Vale salientar, que não existe em nenhuma civilização nenhum jogo de cartas ou outro jogo qualquer que, em essência ou em sua matriz, retrate todos os 22 arcanos maiores clássicos ou tradicionais. Desse mesmo modo, não se sabe, na linha do tempo, se essas lâminas maiores surgiram primeiro ou depois que as cartas dos arcanos menores.

Inúmeras são as especulações e versões a respeito da origem dos 78 arcanos do Tarô, as quais perpassam desde às idéias do teólogo Court de Gebelin (1725, Nimes, França – 1725, Paris), o qual afirmou que eles surgiram no Egito antigo, até a inferência de uma possível origem cigana, além, claro, de uma suposição de que as suas bases se sustentam na Cabala, nas 22 letras hebraícas e em sua Árvore da Vida ou, ainda, num outra versão, a qual sugere que a gênese estaria no baralho mamlûk ou mameluco, – datado dos séculos XII e XIV, de origem turco-egípicia ou dos turcos criados nas artes da guerras -, que possui algumas cartas bem semelhantes a de alguns arcanos menores do Tarô de Marselha.

Por outro lado, a própria origem da palavra “Tarô”, tem gerado muitas controvérsias e alimentado suposições diversas e antagonismos, tanto em escolas de pensamento, quanto em sociedades iniciáticas, no decorrer dos séculos, sobre a fonte primeira desse antigo oráculo.

Nesse contexto, a única certeza que se tem é que a História da origem do Tarô continua em brumas, suscitando ainda muitas idéias, alimentando pesquisas profundas e diversas abordagens.

REFERÊNCIAS BIBLIOGRÁFICAS

GANDRA, Manuel J. Cartas de jogar e tarô. Bol. Cultural da Câmara Municipal de Mafra. Mafra, Portugal, 2003, pp. 121-190.

HARGRAVE, Catherine Perry. A history of play cards. New York: [s. n.], 1966.

KAPLAN, Stuart R. O tarô clássico. São Paulo: Pensamento, 2003.

TOMAS, Adrew. A barreira do tempo. São Paulo: Hemus, 2004.
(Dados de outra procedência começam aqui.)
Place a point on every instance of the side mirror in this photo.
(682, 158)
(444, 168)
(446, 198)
WAITE, Edith. O tarô universal de Waite. São Paulo: Isis, 2004.

5 comments

  1. Arierom Salik says:

    Amigo:

    O melhor artigo que já li sobre a origem do Tarô, com citações, cronologia e agregada de informações novas para mim. ADOREI!
    Se me permite uma sugestão; algo do porte deste contexto (sei que és historiador e pesquisador), para a possível origem do uso Taromântico das cartas.

    Abraços Reikiados,

  2. Safira says:

    Artigo muito interessante! Embora as origens do tarô permaneçam envoltas em brumas, o artigo do é claro e objetivo e Muito bem escrito, como é de praxe do Ricardo ;)! Parabéns, Ric.

    Beijos.

  3. Ricardo Pereira says:

    Arieron, amigo!

    Agora, que dei-me conta de sua sugestão! Aliás bastante pertinente e bem desafiadora. Se levarmos em conta que São Bernardino de Siena, em 1423, fazia pregações contra o baralho de jogar por conta dele ser utilizado também para a análise da "fortuna" (sorte) das pessoas, podemos ter nesse período um dos registros, o qual destaca que a "cartomancia", de forma ampla, já era colocada em prática, embora esse termo só tenha surgido por volta de 1836.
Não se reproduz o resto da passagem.